Il n’est en tout cas pas du tout le sujet de ce billet, comme le titre l’indique. En exposant les trois piliers de la loi de lutte contre la récidive (voir billet du 17 juillet), présentée à l’Assemblée par Rachida Dati, je m’étais réservée de parler plus tard du troisième, tant il est complexe et problématique. Ce troisième point, c’est l’ injonction de soins : en cas de faute grave, si un expert déclare que le prévenu est atteint de « troubles », la loi impose automatiquement de le soigner. Le juge peut, s’il motive sa décision, écarter cette disposition, mais relativement à l’état précédent, la règle est inversée. C’était, précédemment, le juge qui décidait si l’expertise devait amener au soin et non s’il ne devait pas automatiquement y conduire.

On pressent l’ambiguïté de la situation déjà dans les termes : qu’est-ce que le soin ? De quelle nature est-il ? Qui va l’administrer ? Implique-t-il un traitement ? De quelle nature là-aussi ?

La loi ne répond pas sur ces points. On pense bien évidemment d’abord au suivi psychiatrique. On sait que le plupart des délinquants souffrent de troubles psychiques ou de véritables maladies psychiatriques. Doit-on faire entrer les drogués dans cette catégorie ? Et qu’en est-il des délinquants sexuels ?

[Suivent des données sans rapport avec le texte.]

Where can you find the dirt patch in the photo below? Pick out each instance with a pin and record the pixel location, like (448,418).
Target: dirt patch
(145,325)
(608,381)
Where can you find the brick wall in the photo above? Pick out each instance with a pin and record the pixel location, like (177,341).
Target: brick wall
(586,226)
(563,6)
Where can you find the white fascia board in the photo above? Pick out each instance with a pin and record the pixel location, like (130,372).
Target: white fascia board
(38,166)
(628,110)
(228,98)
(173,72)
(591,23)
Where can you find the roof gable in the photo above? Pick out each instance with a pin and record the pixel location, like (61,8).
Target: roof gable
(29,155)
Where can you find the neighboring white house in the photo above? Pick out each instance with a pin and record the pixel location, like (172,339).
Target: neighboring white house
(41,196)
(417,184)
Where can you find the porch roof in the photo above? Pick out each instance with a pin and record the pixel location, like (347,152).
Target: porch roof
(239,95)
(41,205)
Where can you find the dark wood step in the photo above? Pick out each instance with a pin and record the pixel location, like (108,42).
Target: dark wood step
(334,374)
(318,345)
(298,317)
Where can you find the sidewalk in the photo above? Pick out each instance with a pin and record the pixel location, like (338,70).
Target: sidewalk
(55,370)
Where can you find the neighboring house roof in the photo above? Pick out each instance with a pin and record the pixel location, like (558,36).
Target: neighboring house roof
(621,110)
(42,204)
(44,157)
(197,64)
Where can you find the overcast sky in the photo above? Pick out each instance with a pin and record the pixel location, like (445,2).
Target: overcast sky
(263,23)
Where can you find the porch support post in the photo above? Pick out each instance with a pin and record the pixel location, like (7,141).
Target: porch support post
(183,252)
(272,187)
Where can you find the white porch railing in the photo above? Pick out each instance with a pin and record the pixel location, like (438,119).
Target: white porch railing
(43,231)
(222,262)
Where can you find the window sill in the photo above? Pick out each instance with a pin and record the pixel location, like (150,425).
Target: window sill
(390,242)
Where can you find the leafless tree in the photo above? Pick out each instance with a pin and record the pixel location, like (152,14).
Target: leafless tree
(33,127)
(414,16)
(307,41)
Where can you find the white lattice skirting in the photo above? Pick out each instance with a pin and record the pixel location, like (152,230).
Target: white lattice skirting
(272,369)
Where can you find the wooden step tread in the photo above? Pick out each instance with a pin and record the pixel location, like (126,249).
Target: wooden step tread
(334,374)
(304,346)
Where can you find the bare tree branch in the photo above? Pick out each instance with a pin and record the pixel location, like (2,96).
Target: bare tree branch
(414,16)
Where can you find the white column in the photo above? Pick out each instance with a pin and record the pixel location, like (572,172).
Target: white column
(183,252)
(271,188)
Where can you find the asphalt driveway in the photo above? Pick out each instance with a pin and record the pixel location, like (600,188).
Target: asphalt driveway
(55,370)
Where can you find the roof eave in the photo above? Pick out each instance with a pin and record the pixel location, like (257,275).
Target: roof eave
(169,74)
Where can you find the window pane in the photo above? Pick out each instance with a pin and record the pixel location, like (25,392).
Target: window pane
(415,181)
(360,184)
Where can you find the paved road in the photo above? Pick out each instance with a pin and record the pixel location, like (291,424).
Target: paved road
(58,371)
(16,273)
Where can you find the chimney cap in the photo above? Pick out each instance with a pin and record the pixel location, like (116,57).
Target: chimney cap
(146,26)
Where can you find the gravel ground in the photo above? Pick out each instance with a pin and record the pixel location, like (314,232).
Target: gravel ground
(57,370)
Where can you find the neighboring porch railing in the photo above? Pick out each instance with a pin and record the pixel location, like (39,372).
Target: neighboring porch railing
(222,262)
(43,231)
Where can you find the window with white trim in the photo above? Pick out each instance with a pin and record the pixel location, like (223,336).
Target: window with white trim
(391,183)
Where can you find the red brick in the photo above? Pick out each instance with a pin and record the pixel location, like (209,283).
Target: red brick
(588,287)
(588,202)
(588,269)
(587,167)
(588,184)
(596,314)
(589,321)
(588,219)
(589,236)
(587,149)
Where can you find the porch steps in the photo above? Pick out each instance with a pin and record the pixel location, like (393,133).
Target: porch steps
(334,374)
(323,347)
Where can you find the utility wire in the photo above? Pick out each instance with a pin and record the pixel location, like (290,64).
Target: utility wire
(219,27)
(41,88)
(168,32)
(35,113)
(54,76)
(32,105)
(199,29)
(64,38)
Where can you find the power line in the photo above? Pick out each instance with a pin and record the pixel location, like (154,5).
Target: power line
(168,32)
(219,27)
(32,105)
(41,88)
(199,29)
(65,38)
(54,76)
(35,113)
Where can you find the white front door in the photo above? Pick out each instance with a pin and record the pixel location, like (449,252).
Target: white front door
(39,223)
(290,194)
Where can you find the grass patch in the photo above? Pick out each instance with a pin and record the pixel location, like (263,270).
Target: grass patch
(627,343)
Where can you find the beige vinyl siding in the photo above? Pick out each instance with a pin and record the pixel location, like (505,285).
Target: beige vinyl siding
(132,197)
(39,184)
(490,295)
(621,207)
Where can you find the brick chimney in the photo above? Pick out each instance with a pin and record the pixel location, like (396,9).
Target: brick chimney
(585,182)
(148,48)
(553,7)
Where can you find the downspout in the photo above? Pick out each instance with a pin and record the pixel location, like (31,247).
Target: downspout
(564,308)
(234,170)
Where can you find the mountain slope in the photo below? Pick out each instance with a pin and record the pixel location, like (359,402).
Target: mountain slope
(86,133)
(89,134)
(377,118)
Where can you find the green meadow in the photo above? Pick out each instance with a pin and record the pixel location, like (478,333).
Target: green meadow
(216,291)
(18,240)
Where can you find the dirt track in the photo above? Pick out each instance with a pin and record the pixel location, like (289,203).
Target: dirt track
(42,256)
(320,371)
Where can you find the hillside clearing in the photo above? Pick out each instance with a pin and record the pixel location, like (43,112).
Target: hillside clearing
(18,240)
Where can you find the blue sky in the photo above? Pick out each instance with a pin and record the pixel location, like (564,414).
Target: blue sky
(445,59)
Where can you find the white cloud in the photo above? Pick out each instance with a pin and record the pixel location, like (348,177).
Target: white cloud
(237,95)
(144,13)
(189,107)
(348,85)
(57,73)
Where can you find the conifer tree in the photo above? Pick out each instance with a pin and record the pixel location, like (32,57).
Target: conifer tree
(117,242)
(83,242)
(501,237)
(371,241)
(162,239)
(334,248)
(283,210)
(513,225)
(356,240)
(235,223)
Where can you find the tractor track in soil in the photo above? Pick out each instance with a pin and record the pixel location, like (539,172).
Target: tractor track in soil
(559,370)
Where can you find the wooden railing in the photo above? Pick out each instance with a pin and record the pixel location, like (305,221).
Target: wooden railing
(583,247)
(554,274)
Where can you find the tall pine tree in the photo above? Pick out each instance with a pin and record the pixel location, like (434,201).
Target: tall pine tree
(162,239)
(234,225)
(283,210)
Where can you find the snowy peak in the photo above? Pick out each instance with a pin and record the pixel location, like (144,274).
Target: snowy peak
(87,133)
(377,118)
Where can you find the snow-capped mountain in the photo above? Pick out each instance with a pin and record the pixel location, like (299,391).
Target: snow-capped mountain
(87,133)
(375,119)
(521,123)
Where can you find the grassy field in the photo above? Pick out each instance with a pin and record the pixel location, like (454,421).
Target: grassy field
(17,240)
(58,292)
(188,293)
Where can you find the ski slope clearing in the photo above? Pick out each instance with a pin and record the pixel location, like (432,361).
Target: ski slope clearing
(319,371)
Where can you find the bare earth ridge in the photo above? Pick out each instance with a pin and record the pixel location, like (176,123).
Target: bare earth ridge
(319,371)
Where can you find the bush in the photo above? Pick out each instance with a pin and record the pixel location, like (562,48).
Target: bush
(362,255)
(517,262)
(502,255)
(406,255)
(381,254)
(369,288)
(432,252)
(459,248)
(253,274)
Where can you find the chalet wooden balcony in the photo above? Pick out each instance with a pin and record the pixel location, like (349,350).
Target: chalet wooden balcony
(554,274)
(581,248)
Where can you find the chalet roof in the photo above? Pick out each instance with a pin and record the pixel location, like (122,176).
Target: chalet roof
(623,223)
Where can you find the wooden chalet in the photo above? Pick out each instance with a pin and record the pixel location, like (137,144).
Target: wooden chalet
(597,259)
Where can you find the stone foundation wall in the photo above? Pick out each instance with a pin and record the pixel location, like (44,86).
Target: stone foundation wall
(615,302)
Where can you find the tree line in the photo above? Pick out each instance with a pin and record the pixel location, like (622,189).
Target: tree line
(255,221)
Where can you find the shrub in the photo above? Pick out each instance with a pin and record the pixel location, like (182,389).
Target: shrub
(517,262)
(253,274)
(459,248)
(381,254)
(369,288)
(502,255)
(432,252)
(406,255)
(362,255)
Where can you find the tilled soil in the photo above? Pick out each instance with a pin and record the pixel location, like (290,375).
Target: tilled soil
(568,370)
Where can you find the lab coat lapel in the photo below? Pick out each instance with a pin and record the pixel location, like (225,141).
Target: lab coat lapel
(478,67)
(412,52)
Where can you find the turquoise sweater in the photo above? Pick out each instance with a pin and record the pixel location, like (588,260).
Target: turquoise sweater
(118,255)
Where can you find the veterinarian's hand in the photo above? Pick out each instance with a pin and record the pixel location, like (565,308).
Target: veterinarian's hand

Les psychiatres, qui se sont exprimés par la voix de la Fédération de psychiatrie, sont opposés à cette mesure d’injonction de soins. La base de leur opposition (je schématise) est qu’un traitement ou un suivi psychiatrique n’a la moindre chance de succès que s’il est volontaire ou pour le moins librement consenti. C’est aussi la base même de la médecine : les médecins proposent, ils ont même obligation de le faire (« mettre à disposition les moyens de la médecine »), ils n’imposent jamais, hors l’urgence vitale où ils se substituent au patient.

Le problème des délinquants sexuels est d’une complexité particulière : on sait qu’en France, la « castration chimique » (par des substance anti-hormonales) ne peut se faire que sur demande expresse du malade. Mais la loi, ici, n’exclut pas radicalement cette possibilité du cadre de l’injonction de soins.

On pourrait écrire des pages par les problèmes posés par cette article de loi. Très objectivement, Rachida Dati ne m’a pas parue en mesure de les affronter. Notre questionnement a été écarté sans trouver de réponse.

Un point encore, mais il est majeur : les psychiatres de service public manquent cruellement. Les psychiatres libéraux n’ont aucunement ni l’envie, ni d’ailleurs la formation, de pallier à ce type de prise en charge. Questionnée sur ce point Rachida Dati, a dit péremptoirement « je m’engage à ce qu’ils soient en nombre suffisant en 2008 ».

Il faut douze à quinze ans pour former un psychiatre… J’ai pris la parole , de manière un peu osée je l’avoue, pour dire, que pour obtenir le résultat annoncé par le ministre, je ne voyais que la reproduction des psychiatres entre eux.

Une fois encore, la charrue a été mise avant les boeufs (on remarque que je reviens habilement à un thême agricole). La prise en charge médicale devait être pensée, renforcée, avant la loi, pas le contraire. Et sur le plan des principes, il me semble que la décision du juge, adaptée à chaque cas, était plus opportune que la rigueur obligatoirement générale de la loi.